Get Parquet Schema Using Python
Posted August 17, 2022 by Rohith ‐ 1 min read
Parquet is widely used in data transformations. Every parquet file has schema associated with it. As it is a binary file, we cannot read the data using any text editor. In this article, we use pyarrow python package to extract the parquet schema.
Read about Parquet Data Types
TL;DR
Below example can be used as snippet to extract the parquet schema,
import pyarrow.parquet
uri = '/Users/myhome/Documents/mydatafile.snappy.parquet'
schema = pyarrow.parquet.read_schema(uri, memory_map=True)
print(schema)
Output:
country_code: string
-- field metadata --
PARQUET:field_id: '1'
ts: timestamp[ns]
-- field metadata --
PARQUET:field_id: '2'
result: string
-- field metadata --
PARQUET:field_id: '3'
region: string
-- field metadata --
PARQUET:field_id: '4'
source: string
-- field metadata --
PARQUET:field_id: '5'
Install pyarrow
You can install pyarrow
package using below pip
command
pip3 install pyarrow
Get Schema Using Python
pyarrow
has methods to read parquet file and extract schema.
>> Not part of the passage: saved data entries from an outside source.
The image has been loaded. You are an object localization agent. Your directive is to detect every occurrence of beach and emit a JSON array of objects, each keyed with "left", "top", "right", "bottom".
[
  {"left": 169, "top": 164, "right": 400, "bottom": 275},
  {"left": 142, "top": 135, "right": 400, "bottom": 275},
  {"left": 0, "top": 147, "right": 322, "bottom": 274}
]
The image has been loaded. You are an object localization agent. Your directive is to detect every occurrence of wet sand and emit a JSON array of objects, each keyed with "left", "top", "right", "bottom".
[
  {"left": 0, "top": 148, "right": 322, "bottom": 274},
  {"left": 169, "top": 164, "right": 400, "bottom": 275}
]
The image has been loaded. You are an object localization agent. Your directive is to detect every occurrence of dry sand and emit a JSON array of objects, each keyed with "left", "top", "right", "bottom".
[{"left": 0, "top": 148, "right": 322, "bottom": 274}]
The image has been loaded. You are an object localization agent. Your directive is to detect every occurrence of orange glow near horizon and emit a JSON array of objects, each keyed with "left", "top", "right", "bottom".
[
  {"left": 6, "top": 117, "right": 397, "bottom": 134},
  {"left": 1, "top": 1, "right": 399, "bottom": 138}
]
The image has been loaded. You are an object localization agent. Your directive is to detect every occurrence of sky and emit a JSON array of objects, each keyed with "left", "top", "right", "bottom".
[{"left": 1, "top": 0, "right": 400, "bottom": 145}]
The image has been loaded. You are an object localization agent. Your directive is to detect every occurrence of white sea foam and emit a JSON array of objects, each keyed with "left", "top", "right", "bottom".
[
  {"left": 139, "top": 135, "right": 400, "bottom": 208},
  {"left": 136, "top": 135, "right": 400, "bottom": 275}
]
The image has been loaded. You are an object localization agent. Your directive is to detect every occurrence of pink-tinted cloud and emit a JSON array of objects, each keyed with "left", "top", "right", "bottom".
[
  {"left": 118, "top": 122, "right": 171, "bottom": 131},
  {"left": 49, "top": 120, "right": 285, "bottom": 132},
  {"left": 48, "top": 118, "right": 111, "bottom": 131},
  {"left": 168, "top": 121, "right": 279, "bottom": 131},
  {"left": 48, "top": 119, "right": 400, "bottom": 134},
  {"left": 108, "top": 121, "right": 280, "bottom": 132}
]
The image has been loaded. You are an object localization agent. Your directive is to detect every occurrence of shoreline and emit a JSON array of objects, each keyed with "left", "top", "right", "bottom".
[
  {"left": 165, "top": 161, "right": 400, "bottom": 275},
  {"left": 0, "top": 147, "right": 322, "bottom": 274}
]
Here, we use pyarrow.parquet.read_schema()
to extract the schema.
Example The following example returns the schema of a local URI
a parquet file. The function does not read the whole file, just the schema.
import pyarrow.parquet
parquet_file_location = '/Users/myhome/workspace/mydatafile.snappy.parquet'
schema = pyarrow.parquet.read_schema(parquet_file_location, memory_map=True)
Convert Schema To Pandas DataFrame
The returned schema can be converted to a usable Pandas DataFrame
.
import pandas as pd
import pyarrow.parquet
parquet_file_loc = '/Users/myhome/workspace/mydatafile.snappy.parquet'
schema = pyarrow.parquet.read_schema(parquet_file_loc, memory_map=True)
schema = pd.DataFrame(({"column": name, "pd_dtype": str(pd_dtype)} for name, pd_dtype in zip(schema.names, schema.types)))
# In case the parquet file has an empty dataframe.
schema = schema.reindex(columns=["column", "pd_dtype"], fill_value=pd.NA)
print(schema)
Output:
column pd_dtype
0 country_code string
1 ts timestamp[ns]
2 result string